'Rick and Morty' Season 4 wants to be 'The Simpsons.' Fans won't let it.

For 'Rick and Morty' to last "forever," it needs to change.

Rick and Morty forever, right? That seems to be the plan given Adult Swim’s massive 100-episode deal with the show’s creators Justin Roiland and Dan Harmon, but from what we’ve seen in Season 4 so far, becoming a show that lasts forever might not be what diehard Rick and Morty wanted after all.

“On any given day you’ll feel like this thing can go for 20, 30 seasons,” Roiland told Entertainment Weekly in July. “We have characters that don’t really age, it’s very Simpsons-esque. There’s so much we can do to keep riding this train.”

Roiland’s comment hints at what the creators seem to want for Rick and Morty: a more procedural episodic format that eschews long-form plotting in favor of a looser, more fun-loving approach to telling funny, ridiculous stories that have no lasting consequences.

At the end of every episode, The Simpsons gets a hard refresh, so even if Homer Simpson loses his job, everything returns to normal for the next episode. This is traditional procedural storytelling that most classic sitcoms follow, animated or otherwise. The opposite, serialized story arcs that play out over many episodes, is becoming increasingly common in modern TV, even in comedies where it was once a rarity.

Rick and Morty falls somewhere in between, but the show emulates The Simpsons in the sense that Morty’s never going to grow up. Even if some things change, a lot will always stay the same.

Rick creating Interdimensional Cable in 'Rick and Morty' Season 1.

Adult Swim

When discussing Season 4 in the same Entertainment Weekly interview mentioned above, Roiland spoke about incorporating episode stories with serialized arcs in Rick and Morty:

“We have serialized stuff we check in on now and then that’s sprinkled over the top of strong episodic episodes,” he said, urging fans to watch all of Season 3 ahead of time.

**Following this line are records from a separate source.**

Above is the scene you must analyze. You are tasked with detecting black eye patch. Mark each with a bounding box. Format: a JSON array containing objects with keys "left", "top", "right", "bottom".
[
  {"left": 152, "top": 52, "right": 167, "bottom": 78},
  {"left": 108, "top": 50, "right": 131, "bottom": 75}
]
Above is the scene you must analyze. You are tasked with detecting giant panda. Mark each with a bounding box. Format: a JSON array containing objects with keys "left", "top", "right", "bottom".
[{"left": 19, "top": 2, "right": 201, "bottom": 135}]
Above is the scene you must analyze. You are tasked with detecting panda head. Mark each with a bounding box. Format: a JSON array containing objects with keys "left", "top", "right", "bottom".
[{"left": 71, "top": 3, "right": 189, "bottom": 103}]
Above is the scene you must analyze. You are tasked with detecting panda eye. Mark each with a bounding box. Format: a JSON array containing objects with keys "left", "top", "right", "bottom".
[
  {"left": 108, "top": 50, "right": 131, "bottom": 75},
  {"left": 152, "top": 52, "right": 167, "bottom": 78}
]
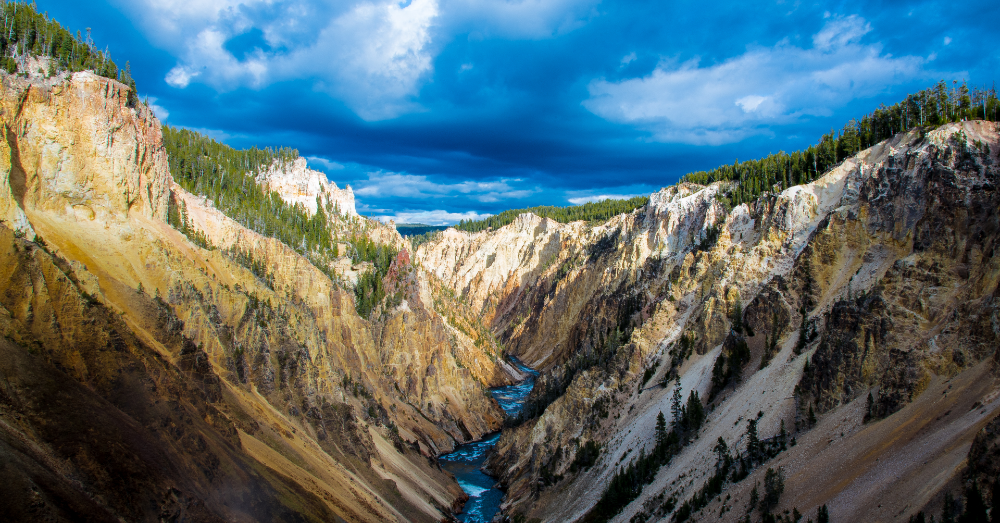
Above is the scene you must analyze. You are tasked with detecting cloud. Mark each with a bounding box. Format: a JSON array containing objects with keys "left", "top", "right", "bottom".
[
  {"left": 354, "top": 171, "right": 537, "bottom": 203},
  {"left": 375, "top": 210, "right": 492, "bottom": 225},
  {"left": 306, "top": 156, "right": 344, "bottom": 171},
  {"left": 113, "top": 0, "right": 597, "bottom": 121},
  {"left": 583, "top": 16, "right": 941, "bottom": 145},
  {"left": 442, "top": 0, "right": 600, "bottom": 40},
  {"left": 568, "top": 194, "right": 639, "bottom": 205}
]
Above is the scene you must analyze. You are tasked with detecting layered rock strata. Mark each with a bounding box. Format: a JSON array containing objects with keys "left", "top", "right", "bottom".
[
  {"left": 417, "top": 122, "right": 1000, "bottom": 521},
  {"left": 0, "top": 72, "right": 510, "bottom": 521}
]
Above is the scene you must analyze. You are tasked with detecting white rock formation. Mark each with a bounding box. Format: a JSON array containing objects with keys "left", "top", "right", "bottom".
[{"left": 257, "top": 158, "right": 358, "bottom": 216}]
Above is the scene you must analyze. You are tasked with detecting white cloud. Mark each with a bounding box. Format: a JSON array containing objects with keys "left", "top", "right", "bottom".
[
  {"left": 583, "top": 16, "right": 941, "bottom": 144},
  {"left": 442, "top": 0, "right": 600, "bottom": 39},
  {"left": 306, "top": 156, "right": 344, "bottom": 171},
  {"left": 736, "top": 94, "right": 767, "bottom": 113},
  {"left": 568, "top": 194, "right": 639, "bottom": 205},
  {"left": 115, "top": 0, "right": 598, "bottom": 121},
  {"left": 166, "top": 65, "right": 198, "bottom": 89},
  {"left": 354, "top": 171, "right": 537, "bottom": 203},
  {"left": 376, "top": 210, "right": 491, "bottom": 225}
]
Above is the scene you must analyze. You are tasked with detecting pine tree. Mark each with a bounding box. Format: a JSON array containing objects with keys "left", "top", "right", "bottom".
[
  {"left": 990, "top": 484, "right": 1000, "bottom": 523},
  {"left": 816, "top": 505, "right": 830, "bottom": 523},
  {"left": 656, "top": 411, "right": 667, "bottom": 451},
  {"left": 670, "top": 383, "right": 684, "bottom": 433},
  {"left": 760, "top": 467, "right": 785, "bottom": 513},
  {"left": 747, "top": 418, "right": 760, "bottom": 463},
  {"left": 958, "top": 485, "right": 990, "bottom": 523}
]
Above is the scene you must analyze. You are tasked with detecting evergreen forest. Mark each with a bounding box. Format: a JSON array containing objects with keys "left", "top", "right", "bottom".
[
  {"left": 681, "top": 80, "right": 1000, "bottom": 210},
  {"left": 0, "top": 0, "right": 138, "bottom": 106},
  {"left": 455, "top": 196, "right": 649, "bottom": 232},
  {"left": 163, "top": 126, "right": 396, "bottom": 316}
]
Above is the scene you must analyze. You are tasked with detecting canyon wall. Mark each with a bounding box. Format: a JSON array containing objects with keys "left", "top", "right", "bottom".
[
  {"left": 0, "top": 72, "right": 516, "bottom": 521},
  {"left": 417, "top": 122, "right": 1000, "bottom": 521}
]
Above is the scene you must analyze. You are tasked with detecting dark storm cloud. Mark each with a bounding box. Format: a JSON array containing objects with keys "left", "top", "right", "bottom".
[{"left": 39, "top": 0, "right": 1000, "bottom": 223}]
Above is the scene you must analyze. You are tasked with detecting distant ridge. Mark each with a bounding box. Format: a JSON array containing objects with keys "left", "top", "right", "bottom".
[{"left": 396, "top": 223, "right": 450, "bottom": 237}]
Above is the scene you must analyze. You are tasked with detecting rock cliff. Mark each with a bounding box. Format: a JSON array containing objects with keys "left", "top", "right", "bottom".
[
  {"left": 257, "top": 158, "right": 358, "bottom": 216},
  {"left": 416, "top": 122, "right": 1000, "bottom": 521},
  {"left": 0, "top": 72, "right": 512, "bottom": 521}
]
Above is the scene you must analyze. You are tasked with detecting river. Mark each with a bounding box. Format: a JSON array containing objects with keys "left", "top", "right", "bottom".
[{"left": 438, "top": 357, "right": 538, "bottom": 523}]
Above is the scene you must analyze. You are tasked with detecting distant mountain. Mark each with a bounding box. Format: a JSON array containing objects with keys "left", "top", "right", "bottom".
[{"left": 396, "top": 223, "right": 450, "bottom": 237}]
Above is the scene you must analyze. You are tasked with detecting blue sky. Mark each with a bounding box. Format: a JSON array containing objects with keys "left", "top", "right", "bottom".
[{"left": 38, "top": 0, "right": 1000, "bottom": 224}]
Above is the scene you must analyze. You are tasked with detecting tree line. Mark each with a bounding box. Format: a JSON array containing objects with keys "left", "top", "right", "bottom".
[
  {"left": 163, "top": 125, "right": 396, "bottom": 317},
  {"left": 455, "top": 196, "right": 649, "bottom": 232},
  {"left": 681, "top": 80, "right": 1000, "bottom": 210},
  {"left": 0, "top": 0, "right": 137, "bottom": 105}
]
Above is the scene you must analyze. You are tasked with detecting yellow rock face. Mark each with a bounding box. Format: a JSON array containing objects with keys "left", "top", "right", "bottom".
[
  {"left": 417, "top": 122, "right": 1000, "bottom": 521},
  {"left": 0, "top": 73, "right": 511, "bottom": 521}
]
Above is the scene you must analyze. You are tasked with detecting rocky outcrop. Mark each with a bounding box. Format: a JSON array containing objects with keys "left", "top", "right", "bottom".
[
  {"left": 417, "top": 122, "right": 1000, "bottom": 521},
  {"left": 0, "top": 73, "right": 509, "bottom": 521},
  {"left": 257, "top": 158, "right": 358, "bottom": 217}
]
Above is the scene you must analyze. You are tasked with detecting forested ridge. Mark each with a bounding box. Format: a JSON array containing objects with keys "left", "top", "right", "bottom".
[
  {"left": 163, "top": 125, "right": 396, "bottom": 316},
  {"left": 0, "top": 0, "right": 138, "bottom": 105},
  {"left": 681, "top": 80, "right": 1000, "bottom": 208},
  {"left": 458, "top": 80, "right": 1000, "bottom": 234},
  {"left": 455, "top": 196, "right": 649, "bottom": 232}
]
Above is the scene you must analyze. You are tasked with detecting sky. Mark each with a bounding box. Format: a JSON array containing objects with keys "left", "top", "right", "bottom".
[{"left": 37, "top": 0, "right": 1000, "bottom": 225}]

So far, however, with the exception of a Season 4 premiere the followed up on the new family dynamic established in the Season 3 finale, every story in the new season takes a gimmicky episodic approach to a random idea that ties up neatly in a quick 20 minutes.

One episode was all about Rick’s ridiculous and extravagant private toilet for pooping on an exotic planet. Another made fun of every heist movie ever. Rick himself calls Episode 4 “the Morty gets a dragon episode” in the first few minutes.

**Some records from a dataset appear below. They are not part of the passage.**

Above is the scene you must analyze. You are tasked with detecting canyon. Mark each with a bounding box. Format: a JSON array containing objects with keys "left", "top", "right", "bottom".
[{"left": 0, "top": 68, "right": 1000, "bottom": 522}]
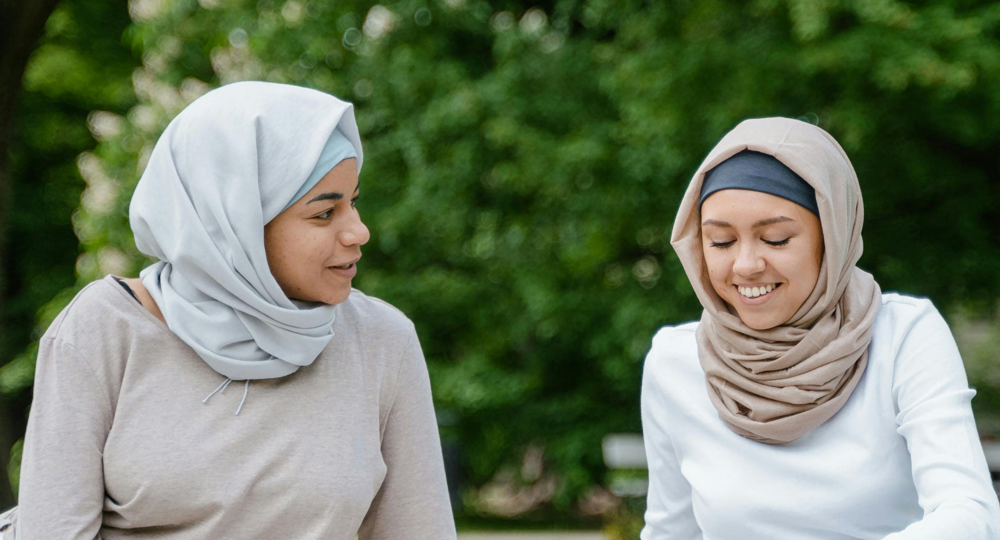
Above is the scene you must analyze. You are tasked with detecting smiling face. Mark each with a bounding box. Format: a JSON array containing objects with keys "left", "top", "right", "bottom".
[
  {"left": 701, "top": 189, "right": 823, "bottom": 330},
  {"left": 264, "top": 158, "right": 369, "bottom": 305}
]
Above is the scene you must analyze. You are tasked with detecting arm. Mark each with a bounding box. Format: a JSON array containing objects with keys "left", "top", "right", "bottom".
[
  {"left": 640, "top": 340, "right": 702, "bottom": 540},
  {"left": 885, "top": 302, "right": 1000, "bottom": 540},
  {"left": 358, "top": 332, "right": 456, "bottom": 540},
  {"left": 18, "top": 337, "right": 112, "bottom": 540}
]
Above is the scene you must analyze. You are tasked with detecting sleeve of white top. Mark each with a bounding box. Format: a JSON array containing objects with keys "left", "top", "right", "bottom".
[
  {"left": 885, "top": 301, "right": 1000, "bottom": 540},
  {"left": 358, "top": 331, "right": 456, "bottom": 540},
  {"left": 17, "top": 337, "right": 106, "bottom": 540},
  {"left": 639, "top": 331, "right": 702, "bottom": 540}
]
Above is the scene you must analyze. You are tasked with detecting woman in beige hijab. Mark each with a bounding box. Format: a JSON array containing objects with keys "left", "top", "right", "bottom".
[{"left": 641, "top": 118, "right": 1000, "bottom": 540}]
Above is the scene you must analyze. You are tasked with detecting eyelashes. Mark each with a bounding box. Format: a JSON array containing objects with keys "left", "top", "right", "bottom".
[
  {"left": 313, "top": 195, "right": 361, "bottom": 220},
  {"left": 711, "top": 237, "right": 791, "bottom": 249}
]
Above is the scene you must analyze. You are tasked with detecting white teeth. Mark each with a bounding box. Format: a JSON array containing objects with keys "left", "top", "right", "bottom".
[{"left": 737, "top": 283, "right": 775, "bottom": 298}]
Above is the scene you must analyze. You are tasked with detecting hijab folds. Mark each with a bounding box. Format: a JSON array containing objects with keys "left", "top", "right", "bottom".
[
  {"left": 129, "top": 82, "right": 362, "bottom": 399},
  {"left": 671, "top": 118, "right": 882, "bottom": 444}
]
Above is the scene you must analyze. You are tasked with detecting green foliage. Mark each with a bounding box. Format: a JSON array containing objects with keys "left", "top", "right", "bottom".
[
  {"left": 0, "top": 0, "right": 137, "bottom": 464},
  {"left": 9, "top": 0, "right": 1000, "bottom": 508}
]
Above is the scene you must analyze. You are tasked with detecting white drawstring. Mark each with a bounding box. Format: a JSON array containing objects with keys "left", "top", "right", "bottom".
[
  {"left": 201, "top": 378, "right": 250, "bottom": 416},
  {"left": 201, "top": 378, "right": 233, "bottom": 403},
  {"left": 236, "top": 379, "right": 250, "bottom": 416}
]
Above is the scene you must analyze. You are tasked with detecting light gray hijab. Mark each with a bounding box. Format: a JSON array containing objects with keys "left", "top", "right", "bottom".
[{"left": 129, "top": 82, "right": 362, "bottom": 400}]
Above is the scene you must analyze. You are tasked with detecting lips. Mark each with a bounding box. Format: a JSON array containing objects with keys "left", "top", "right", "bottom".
[
  {"left": 326, "top": 255, "right": 361, "bottom": 279},
  {"left": 327, "top": 255, "right": 361, "bottom": 270}
]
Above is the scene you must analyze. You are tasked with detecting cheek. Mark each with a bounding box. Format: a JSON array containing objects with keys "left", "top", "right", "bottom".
[{"left": 702, "top": 247, "right": 733, "bottom": 288}]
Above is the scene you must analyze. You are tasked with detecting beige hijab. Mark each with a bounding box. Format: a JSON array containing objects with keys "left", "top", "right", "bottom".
[{"left": 670, "top": 118, "right": 882, "bottom": 444}]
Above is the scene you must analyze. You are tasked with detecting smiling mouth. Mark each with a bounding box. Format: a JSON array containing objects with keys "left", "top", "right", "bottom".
[{"left": 736, "top": 283, "right": 781, "bottom": 298}]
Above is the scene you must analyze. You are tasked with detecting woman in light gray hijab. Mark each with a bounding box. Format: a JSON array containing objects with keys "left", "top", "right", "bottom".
[{"left": 17, "top": 82, "right": 455, "bottom": 540}]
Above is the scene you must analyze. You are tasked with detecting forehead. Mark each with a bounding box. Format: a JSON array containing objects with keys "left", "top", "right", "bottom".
[{"left": 701, "top": 189, "right": 812, "bottom": 225}]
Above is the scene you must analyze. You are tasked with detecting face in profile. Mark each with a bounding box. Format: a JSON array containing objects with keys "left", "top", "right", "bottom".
[
  {"left": 701, "top": 189, "right": 823, "bottom": 330},
  {"left": 264, "top": 158, "right": 369, "bottom": 304}
]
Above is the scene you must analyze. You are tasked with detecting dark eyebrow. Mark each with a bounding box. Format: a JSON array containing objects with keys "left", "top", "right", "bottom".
[
  {"left": 306, "top": 180, "right": 361, "bottom": 204},
  {"left": 701, "top": 216, "right": 795, "bottom": 229}
]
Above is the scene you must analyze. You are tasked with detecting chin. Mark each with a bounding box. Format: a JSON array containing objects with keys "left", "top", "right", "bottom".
[{"left": 320, "top": 285, "right": 351, "bottom": 306}]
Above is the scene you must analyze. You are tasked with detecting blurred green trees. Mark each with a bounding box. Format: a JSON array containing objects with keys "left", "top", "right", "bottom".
[{"left": 0, "top": 0, "right": 1000, "bottom": 509}]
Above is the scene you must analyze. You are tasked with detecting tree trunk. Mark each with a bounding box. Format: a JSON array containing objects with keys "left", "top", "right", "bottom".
[{"left": 0, "top": 0, "right": 59, "bottom": 508}]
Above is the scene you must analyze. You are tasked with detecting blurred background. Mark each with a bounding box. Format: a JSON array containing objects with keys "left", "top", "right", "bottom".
[{"left": 0, "top": 0, "right": 1000, "bottom": 538}]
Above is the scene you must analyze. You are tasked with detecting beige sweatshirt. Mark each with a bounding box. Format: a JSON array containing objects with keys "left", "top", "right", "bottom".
[{"left": 19, "top": 275, "right": 456, "bottom": 540}]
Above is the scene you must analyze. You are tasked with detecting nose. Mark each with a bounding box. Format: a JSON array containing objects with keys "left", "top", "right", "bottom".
[
  {"left": 340, "top": 210, "right": 371, "bottom": 247},
  {"left": 733, "top": 242, "right": 766, "bottom": 277}
]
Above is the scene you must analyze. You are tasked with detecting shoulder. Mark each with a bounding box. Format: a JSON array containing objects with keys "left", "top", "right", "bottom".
[
  {"left": 872, "top": 292, "right": 951, "bottom": 350},
  {"left": 339, "top": 289, "right": 413, "bottom": 334},
  {"left": 643, "top": 321, "right": 703, "bottom": 396},
  {"left": 35, "top": 278, "right": 144, "bottom": 396},
  {"left": 42, "top": 278, "right": 141, "bottom": 348},
  {"left": 335, "top": 289, "right": 416, "bottom": 352}
]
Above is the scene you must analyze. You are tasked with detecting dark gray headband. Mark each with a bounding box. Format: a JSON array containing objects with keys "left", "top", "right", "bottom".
[{"left": 698, "top": 150, "right": 819, "bottom": 216}]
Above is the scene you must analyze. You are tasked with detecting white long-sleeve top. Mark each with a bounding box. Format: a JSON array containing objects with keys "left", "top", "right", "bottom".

These are the kinds of stories Harmon and Roiland want to tell — and most of the time that’s what we get from Rick and Morty — but the extremely vocal fans seem to rally against it. The show’s diehard fanbase has a reputation as one of the most obnoxious on the internet. Many of them worship Rick Sanchez and come to emulate his edgy nihilistic worldview despite the show presenting Rick as a terrible person. It can sometimes feel like these Rick and Morty fans are ruining Rick and Morty for the rest of us.

“It’s a huge bummer,” Harmon said of the phenomenon in a GQ profile. “Do I worry about them ruining everything? Yeah, I do. Once the title of your show becomes a way of describing a demographic, that is toxic.”

The fans also seem to always clamor for something more from Rick and Morty, clinging to the series’ more dramatic moments and churning out convoluted theories that overcomplicate the show and desperately seek answers to questions it poses but never resolves.

Whatever happened to Rick’s wife? What’s his real backstory? Rick and Morty won’t tell you, but it will give you a fake origin story in the Season 3 premiere.

The series often incorporates meta-commentary and breaks the Fourth Wall every now and then, but twice already in Season 4, characters have told someone to stop asking questions and to just have fun instead. Harmon and Roiland are saying this directly to the fans as if to say we shouldn’t take Rick and Morty so seriously that we overanalyze it.

Should we just try to have fun?

Adult Swim

Sometimes a talking cat is just a talking cat with no deeper meaning or significance — which is what Harmon said about the new character. But it’s also deeply ironic that in the same episode the talking cat tells Jerry to stop asking questions, Rick barks at his granddaughter, “Don’t tell me how to enjoy things!” It speaks to this ongoing identity crisis at play in Rick and Morty and its fandom.

Rick and Morty likes to challenge its viewers in these kinds of ways, but how long will light trolling and a lack of answers remain charming? For the series to thrive for years to come, it needs to be a little more like The Simpsons, embracing a lighter approach to telling different stories in a half-hour animated procedural. Forget about Evil Morty. Stop asking questions. Just have fun.

Or, as Bart Simpson might say: Don’t have a cow, man.

Rick and Morty Season 4 airs Sunday nights on Adult Swim at 11:30 p.m. Eastern.